OECD calls for rethink of science and tech policy

By Organisation for Economic Co-operation and Development

OECD calls for rethink of science and tech policy

Science and technology policies need a rethink as governments face growing resource limits, rapid tech change, and rising geopolitical tensions, the Organisation for Economic Co-operation and Development (OECD) says in its new Science, Technology and Innovation Outlook 2025. The report reviews policy trends across OECD countries and major partner economies at a moment when countries are under pressure to tackle multiple priorities at once.

The Outlook argues governments need to make their science and technology policies work harder and smarter. That means finding ways different goals can support each other, using complementary policy tools, getting government departments to cooperate better, and creating public-private funding models that bring in more resources.

One big theme is how countries can keep scientific cooperation alive in an increasingly divided world. The report explores how nations can maintain the openness that drives scientific progress while also protecting economic security concerns. Science systems themselves need updating—with new institutional setups, skills, and incentives—if they’re going to contribute to real change through more multi-disciplinary work.
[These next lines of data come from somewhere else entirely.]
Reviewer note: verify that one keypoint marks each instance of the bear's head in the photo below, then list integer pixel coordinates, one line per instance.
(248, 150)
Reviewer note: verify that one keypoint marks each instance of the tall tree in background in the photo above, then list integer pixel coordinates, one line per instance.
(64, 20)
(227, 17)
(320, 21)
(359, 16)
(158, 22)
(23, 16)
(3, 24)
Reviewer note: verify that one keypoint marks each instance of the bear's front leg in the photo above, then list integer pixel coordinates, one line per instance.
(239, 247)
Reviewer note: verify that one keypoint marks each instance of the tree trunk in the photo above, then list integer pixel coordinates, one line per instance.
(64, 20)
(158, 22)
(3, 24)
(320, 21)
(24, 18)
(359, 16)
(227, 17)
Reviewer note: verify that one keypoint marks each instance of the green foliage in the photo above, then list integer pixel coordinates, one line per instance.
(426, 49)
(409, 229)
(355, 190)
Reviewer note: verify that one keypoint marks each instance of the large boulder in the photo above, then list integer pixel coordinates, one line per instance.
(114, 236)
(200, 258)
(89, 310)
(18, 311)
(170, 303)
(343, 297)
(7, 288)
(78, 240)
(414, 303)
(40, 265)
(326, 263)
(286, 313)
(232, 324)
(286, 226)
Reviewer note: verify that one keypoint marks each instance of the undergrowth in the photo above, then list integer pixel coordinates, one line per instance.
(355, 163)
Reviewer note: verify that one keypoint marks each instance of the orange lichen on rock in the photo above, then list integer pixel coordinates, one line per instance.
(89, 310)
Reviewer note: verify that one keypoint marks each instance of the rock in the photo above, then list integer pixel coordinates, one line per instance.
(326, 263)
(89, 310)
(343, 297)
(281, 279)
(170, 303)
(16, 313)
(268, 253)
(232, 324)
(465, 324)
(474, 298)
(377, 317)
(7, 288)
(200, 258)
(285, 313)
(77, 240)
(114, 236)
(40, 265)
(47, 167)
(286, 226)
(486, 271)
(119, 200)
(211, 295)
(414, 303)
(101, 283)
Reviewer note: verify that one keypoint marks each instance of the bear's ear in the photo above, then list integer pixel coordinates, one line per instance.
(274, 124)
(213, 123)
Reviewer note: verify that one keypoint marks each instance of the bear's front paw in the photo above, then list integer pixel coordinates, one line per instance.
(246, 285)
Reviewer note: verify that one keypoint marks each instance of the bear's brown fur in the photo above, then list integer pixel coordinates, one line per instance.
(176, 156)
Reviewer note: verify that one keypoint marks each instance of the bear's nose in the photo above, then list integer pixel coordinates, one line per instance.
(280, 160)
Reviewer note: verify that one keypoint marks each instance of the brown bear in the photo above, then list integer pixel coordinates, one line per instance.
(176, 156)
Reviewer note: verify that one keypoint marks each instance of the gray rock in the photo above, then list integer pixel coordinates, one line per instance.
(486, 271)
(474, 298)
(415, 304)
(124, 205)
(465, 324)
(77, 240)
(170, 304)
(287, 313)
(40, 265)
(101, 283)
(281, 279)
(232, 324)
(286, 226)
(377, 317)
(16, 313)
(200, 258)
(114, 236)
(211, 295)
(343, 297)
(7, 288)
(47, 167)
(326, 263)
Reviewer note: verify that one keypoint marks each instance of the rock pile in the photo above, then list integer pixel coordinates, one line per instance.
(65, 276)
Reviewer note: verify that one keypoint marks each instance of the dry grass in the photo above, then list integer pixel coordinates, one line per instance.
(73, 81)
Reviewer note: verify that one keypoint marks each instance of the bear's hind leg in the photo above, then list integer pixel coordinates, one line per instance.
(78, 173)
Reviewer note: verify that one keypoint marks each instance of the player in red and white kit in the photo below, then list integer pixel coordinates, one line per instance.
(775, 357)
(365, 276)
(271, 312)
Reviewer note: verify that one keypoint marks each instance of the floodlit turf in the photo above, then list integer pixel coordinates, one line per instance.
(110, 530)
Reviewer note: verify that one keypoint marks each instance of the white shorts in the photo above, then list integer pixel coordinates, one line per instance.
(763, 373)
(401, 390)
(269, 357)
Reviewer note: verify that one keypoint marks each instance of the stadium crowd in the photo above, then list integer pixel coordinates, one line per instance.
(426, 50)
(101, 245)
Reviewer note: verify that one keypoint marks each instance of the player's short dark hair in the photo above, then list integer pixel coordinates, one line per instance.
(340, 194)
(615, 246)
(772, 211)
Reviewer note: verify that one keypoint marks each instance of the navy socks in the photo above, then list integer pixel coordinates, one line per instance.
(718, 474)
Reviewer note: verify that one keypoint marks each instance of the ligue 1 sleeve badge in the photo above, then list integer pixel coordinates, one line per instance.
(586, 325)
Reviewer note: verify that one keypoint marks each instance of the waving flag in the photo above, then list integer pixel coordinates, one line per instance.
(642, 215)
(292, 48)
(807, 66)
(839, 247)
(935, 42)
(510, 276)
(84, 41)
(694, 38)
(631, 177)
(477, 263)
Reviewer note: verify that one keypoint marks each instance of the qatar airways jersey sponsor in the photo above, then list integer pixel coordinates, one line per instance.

The Outlook also looks at how technologies like artificial intelligence, biotechnology, and quantum computing are converging and reshaping how innovation happens. These shifts demand new types of policy support. The report highlights how more detailed approaches that understand industrial structures and track policy impacts can bring diverse actors together around shared missions.

Governments also need better capacity for foresight, policy experimentation, and strategic intelligence to stay flexible when facing uncertainty. The report says science and technology policy has reached a turning point. How well governments can use science, technology, and innovation to drive transformation—while dealing with geopolitical pressures and fast-moving tech shifts—will shape what comes next.